Missed the Social Media Social Hour?  Here is a recap of the most common reported issues:  REALTORS must make sure any marketing they are doing complies with state law, the Code of Ethics, MLS Rules, Terms of Service,  and your own Brokerage office policy before posting.  A few tips:

In MA, there is NO “One Click” Rule – Brokerage branding must appear on any business advertisement at the time you are looking at it – a link to a profile page is not enough.

  • Your brokerage name (as registered with the Board of Registration or DBA that has been filed with the town) must be CLEAR and READILY apparent in all marketing displays. This includes listings or soliciting business. Helpful Tip: When you are looking at a listing or post about real estate services, when you take a screen shot, the Brokerage information should be visible to the consumer,
  • You are not allowed to share other agent’s listings publicly (in social media) without their permission. (MLS Rules and Copyright laws)  See our old article “Share My Listing” for details
  • You don’t have a right to republish a listing including the copyrighted photo and listing details in any manner, except with the listing broker’s permission.  The MLS has only two blanket types of permission built-in to our rules:  You are allowed to 1) to share with prospective buyers you are working with or (2) on your IDX website search, as long as you’ve given other agents the same rights to use your listings.  Appraisers are also allowed to use listings to create appraisals only, but may not display the listings on their website nor provide to prospective purchasers.
  • Your Facebook posts about business must start on a business page, according to the Facebook terms of service.  This should be your brokerage business page – or only with your broker’s consent – a business page you create for yourself.  Note: If you are creating a personal business Facebook page, you must include the name of the brokerage in the page name and contact information in the profile.  Jane Doe of ABC Realty.
  • All advertising is considered the act of the Broker and a salesperson is prohibited from advertising under their own name according to state law.  Many brokerage policies do not allow a salesperson to create a business page at all, given this restriction.
  • Your profile is a great place to store links to your email, brokerage and personal phone numbers, brokerage website address and place licensed.  You might even want to put a fair housing statement in there!
  • Facebook tip: Make sure to check the “Include original post” when sharing from a business page to your personal page to retain the business branding.
  • Can a hashtag of your brokerage name suffice?  Ask your broker what they require.  The law is shown below, and only they can decide what level of risk they are willing to assume.  Just a logo (without the firm name displayed in full) or an abbreviated firm name in hashtag would not suffice.  So ABC Realty of Berkshire County, LLC. couldn’t be #ABCRealty

Further clarification, the Board of Registration recently clarified what is “the name of the real estate broker.”

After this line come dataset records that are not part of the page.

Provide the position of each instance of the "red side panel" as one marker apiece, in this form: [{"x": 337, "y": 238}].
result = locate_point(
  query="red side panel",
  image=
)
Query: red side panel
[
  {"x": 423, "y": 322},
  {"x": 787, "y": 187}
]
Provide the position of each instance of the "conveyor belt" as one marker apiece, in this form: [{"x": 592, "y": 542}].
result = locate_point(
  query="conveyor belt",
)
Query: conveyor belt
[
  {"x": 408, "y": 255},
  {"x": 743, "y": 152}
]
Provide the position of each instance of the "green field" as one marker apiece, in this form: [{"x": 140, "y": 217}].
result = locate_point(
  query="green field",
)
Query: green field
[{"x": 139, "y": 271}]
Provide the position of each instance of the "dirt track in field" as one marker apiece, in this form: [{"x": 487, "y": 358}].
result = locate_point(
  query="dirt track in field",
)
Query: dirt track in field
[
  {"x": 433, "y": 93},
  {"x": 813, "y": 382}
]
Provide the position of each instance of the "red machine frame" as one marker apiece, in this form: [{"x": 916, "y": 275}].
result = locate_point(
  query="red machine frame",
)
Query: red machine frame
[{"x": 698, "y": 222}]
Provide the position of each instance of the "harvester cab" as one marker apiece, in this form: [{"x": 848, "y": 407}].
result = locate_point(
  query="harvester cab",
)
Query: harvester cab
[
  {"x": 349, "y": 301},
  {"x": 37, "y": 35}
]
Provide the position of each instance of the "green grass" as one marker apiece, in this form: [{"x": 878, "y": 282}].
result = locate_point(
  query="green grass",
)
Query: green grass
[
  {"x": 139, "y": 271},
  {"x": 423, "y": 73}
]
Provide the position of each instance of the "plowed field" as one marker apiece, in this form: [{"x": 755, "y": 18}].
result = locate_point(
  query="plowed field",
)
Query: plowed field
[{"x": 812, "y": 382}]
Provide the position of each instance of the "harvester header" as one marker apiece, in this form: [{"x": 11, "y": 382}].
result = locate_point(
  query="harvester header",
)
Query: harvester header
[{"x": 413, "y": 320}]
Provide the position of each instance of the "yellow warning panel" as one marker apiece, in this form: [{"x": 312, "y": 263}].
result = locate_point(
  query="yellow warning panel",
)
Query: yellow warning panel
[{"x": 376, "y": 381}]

  • If there is a corporate entity then that entity, or its properly and municipally filed d/b/a must be included somewhere conspicuously in that advertisement.
  • If it is sole proprietorship then the actual Broker’s name (or d/b/a) must be also be conspicuously placed in the advertisement.
  • Only using the broker of record’s name for a licensed entity runs afoul of this rule.

All of that is about the law – we also got into briefly how social media is like a personal experience, a cocktail party if you will.  If your only interaction at the party is to show up to yell I’ve GOT A NEW LISTING, pretty soon you aren’t invited to the party.  If, on the other hand, you engage with your network of friends on a personal level and share an important part of your life, real estate, a little along the way – that’s much easier to appreciate.  Also, every post gains greater attention from a wider network.  Adding a link to your brokerage link business page isn’t just good compliance – it’s also a way to boost exposure of your post.  Your firm has a reach in addition to your own – sometimes far greater.  You should use it to help your clients! And also, where you work is a reflection on you and hopefully you are proud of the firm you work, and you should be willing to share that knowledge with your current and future client base.

Here is a link to all of the Advertising laws that are relevant.   Below are excerpts of importance:

Board of Registration Advertising Regulations: (9) Advertising. A broker shall not advertise in any way that is false or misleading.

(a) Broker Identification. No broker may advertise real property to purchase, sell, rent, mortgage or exchange through classified advertisement or otherwise unless he/she affirmatively discloses that he/she is a real estate broker. No broker shall insert advertisements in any advertising publication or other means where only a post office box number, telephone, facsimile, electronic mail number or street address appears. All advertisements shall include the name of the real estate broker.

(b) Salespersons Prohibited From Advertising. Salespeople are prohibited from advertising the purchase, sale, rental or exchange of any real property under their own name.

(c) Discriminatory Advertising Prohibited. No broker shall advertise to purchase, sell, rent, mortgage or exchange any real property in any manner that indicates directly or indirectly unlawful discrimination against any individual or group.

Code of Ethics:

  • Standard of Practice 12-5 REALTORS® shall not advertise nor permit any person employed by or affiliated with them to advertise real estate services or listed property in any medium (e.g., electronically, print, radio, television, etc.) without disclosing the name of that REALTOR® ’s firm in a reasonable and readily apparent manner.